Lena se souvenait parfaitement du jour où elle avait vu Satrapoulos pour la première fois. C’était près de quatre ans après la mort de son père. Elle était une petite fille de treize ans. Le Grec en avait près de quarante. Elle était entrée dans le bureau de sa mère pour y reprendre un de ses cahiers de classe qu’elle avait voulu examiner. De l’un des immenses fauteuils réservés aux visiteurs, elle avait vu dépasser la pointe d’un cigare et deux chaussures noires, incroyablement brillantes. Puis un petit homme noir, aux bizarres cheveux rouille, s’était dressé, et elle avait aperçu un nez, pas ridicule, non, mais qui sortait vraiment de l’ordinaire. Comme la fillette n’était pas portée sur les quadragénaires au grand nez, elle avait fait une brève révérence, saisi le cahier que lui tendait sa mère et regagné sa chambre où l’attendait sa gouvernante anglaise — en Grèce, elles sont traditionnellement britanniques, car l’anglais est la langue, dans laquelle on compte le mieux. Si on avait dit à Lena qu’un jour, elle épouserait le petit homme… Et pourtant…

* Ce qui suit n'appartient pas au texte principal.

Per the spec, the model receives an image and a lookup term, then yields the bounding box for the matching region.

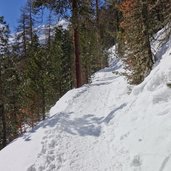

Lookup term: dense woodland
[0,0,171,148]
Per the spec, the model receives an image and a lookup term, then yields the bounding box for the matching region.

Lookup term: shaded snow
[0,31,171,171]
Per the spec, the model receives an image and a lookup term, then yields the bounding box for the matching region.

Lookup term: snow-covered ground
[0,30,171,171]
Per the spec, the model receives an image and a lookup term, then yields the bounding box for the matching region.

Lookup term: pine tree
[120,0,153,84]
[0,17,9,147]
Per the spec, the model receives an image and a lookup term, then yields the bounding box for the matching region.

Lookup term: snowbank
[0,30,171,171]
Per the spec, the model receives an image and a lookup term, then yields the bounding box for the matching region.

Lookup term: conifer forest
[0,0,171,149]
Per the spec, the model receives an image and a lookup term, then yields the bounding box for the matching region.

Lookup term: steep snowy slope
[0,31,171,171]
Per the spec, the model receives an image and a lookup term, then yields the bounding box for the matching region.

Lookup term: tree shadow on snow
[24,103,126,141]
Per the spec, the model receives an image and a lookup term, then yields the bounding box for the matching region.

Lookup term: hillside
[0,32,171,171]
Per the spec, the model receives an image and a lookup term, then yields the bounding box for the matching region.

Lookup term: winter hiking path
[27,62,126,171]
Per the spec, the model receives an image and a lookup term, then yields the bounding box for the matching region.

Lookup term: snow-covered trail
[0,33,171,171]
[27,63,126,171]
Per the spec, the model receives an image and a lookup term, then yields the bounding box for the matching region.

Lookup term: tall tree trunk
[72,0,82,87]
[96,0,99,28]
[0,63,7,147]
[142,0,153,70]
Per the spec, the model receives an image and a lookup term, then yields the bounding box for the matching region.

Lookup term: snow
[0,32,171,171]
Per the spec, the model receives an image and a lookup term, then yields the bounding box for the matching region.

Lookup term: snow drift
[0,30,171,171]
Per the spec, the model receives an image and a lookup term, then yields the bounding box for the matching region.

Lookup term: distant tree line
[0,0,171,148]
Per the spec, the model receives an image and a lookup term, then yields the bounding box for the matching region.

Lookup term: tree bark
[0,63,7,147]
[72,0,82,88]
[142,0,153,70]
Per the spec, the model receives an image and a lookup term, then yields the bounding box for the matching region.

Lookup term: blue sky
[0,0,26,32]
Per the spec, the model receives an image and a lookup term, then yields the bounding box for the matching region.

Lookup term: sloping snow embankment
[0,31,171,171]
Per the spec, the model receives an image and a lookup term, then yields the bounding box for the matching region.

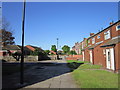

La suite, elle en avait reconstitué une partie par les confidences que lui avait faites S.S., une autre en confrontant la version du Grec à celle de sa mère. Elle avait deviné le reste. Au moment où elle sortait de la pièce, Satrapoulos était resté debout, immobile, silencieux, hors du temps. Puis, redescendant sur terre, et gêné de sentir le regard de Médée Mikolofides peser sur lui, il avait demandé avec une brutalité trahissant l’excès de son trouble : « Quel âge a votre fille ? — Treize ans », avait-elle répondu « Pourquoi ? » Le Grec avait balbutié : « Elle est… elle est… je la trouve ravissante. » La mère de Lena, qui était au moins aussi fine que son interlocuteur, s’était empressée de changer de sujet. Le lendemain, Satrapoulos acceptait, ce qui n’était pas dans ses habitudes de jeune loup, de signer un contrat qui lui était défavorable. À l’intention de Médée qui pourtant ne lui demandait rien, il avait précisé : « Vous savez, ne vous imaginez pas que j’ignore où sont mes intérêts. » Médée, que la phrase de Satrapoulos venait de priver de la joie de sa victoire, devint brusquement glaciale. « Expliquez-vous ! » avait-elle exigé d’un ton de commandement. Après tout, elle était l’armateur le plus riche du monde et ne tolérait pas qu’un nouveau venu, aussi doué fût-il, lui parlât avec cette ambiguïté insolente : le solliciteur, c’était l’autre, pas elle. Curieusement, Satrapoulos, sans transition, était devenu humble, sans défense, presque enfantin. Il avait expliqué en bredouillant qu’il avait eu le coup de foudre pour la petite Helena ce qui avait eu le don de choquer Médée. « Vous ne semblez pas vous rendre compte qu’elle a treize ans et que vous… vous…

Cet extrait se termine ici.